Amid intimidation and threats from the boys and their families, Liz and her family endured months of trauma before the justice system began to respond. With her injuries, Liz was unable to walk or even stand and was taken to a fistula hospital where medical bills for the surgical repair of her spine were huge, a surgery that was necessary before corrective surgery for her fistula. The frustrated doctors contacted Rugene because she had done an earlier story on their fistula work at the hospital. When the Daily Nation called Florence Mutua, a Busia County member of Parliament, she quickly got involved and police began investigating.

Rugene continued to report on the story and readers sent money to help pay the medical costs. The Nation Media Group, which publishes the Daily Nation, kept the story alive until the perpetrators were arrested and prosecuted. The media house offered to defray the medical costs by starting a campaign called "Stand Up For Liz, Help Her Walk Again." More officials got involved, including Anne Waiguru, cabinet secretary for Devolution and Planning, and the case reached the National Assembly's Committee on National Security. The protests drew support from individuals and women's groups across Africa and globally, and more than 1 million people signed a petition calling for the arrest and prosecution of the suspects and disciplinary action against the police who originally mishandled the case.

Rapes in Pakistan Were Retaliation for Family Dishonor

Around the same time, another PRB Women's Edition participant, Farahnaz Zahidi, a senior subeditor at The Express Tribune, told the story of a woman known as "M" who was gang raped in front of her husband and children in Tharparkar, a rural district in southeastern Pakistan. Behind the incident was a complicated set of events: Khano, the brother of M's husband, had himself raped a woman, who was the wife of a man who had broken into Khano's house and raped Khano's wife. M's rape had been retaliation against Khano, who had posted photos of the woman he had violated. In the end, three women were raped as revenge for the actions of the men in their lives.

M and her family sought police intervention and waged protests, but justice was slow and the perpetrators went into hiding. When Zahidi's story broke on the front page, it got attention: Women's groups and activists, including Amar Sindhu, who represented the Women's Action Forum and was a member of the provincial Sindh Human Rights Commission, helped support the family through legal procedures. Zahidi continued to report on the story, and when she got the attention of the chief justice of Pakistan, the police promptly arrested the eight suspects. Because weapons were involved, the case went before the Pakistani anti-terrorism court, and within four months of the story breaking, each man was sentenced to 14 years in prison.

Zahidi wrote a follow-up story about the importance of the media in bringing justice. She told PRB, "My local informants thanked me profusely, saying this is the first time in their area that a poor woman's plea has been heard and justice awarded. The woman and her family are thanking 'good media' !"

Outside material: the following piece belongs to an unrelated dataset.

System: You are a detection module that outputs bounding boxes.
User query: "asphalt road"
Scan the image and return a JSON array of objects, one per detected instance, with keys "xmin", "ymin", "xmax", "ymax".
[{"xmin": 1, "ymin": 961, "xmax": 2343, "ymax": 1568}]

Media Training Gives New Lens to Reporting

Women's Edition participants come from different parts of the world and report from varying cultural perspectives. Through the two-year program, which offers international week-long seminars and study tours, they gain a new lens on reporting that helps them refine their professional role. Zahidi writes, "The ways in which some of us were able to make a difference are many…we ended up impacting our communities, armed with knowledge, experience, and encouragement we got from Women's Edition."

Study tours are a key component of the training. Women's Edition journalists have visited:

  • Addis Ababa Fistula Hospital in Ethiopia, where they met health care workers who provide free fistula repair surgery to about 2,500 women every year.
  • Teachers at a girls' madrasa in Jakarta, Indonesia, where they learned how sexual and reproductive health can be taught to girls in a religiously sensitive way.
  • A Senegalese village, where local residents explained why they have abandoned female genital mutilation/cutting.

Women's Edition magnifies the determination and expertise these reporters already possess—to cover current news and write stories that have impact. Their stories, and the issues they expose, are gaining recognition—Rugene's story won a Kenya Media Network on Population and Development award—and are fueling positive change for women.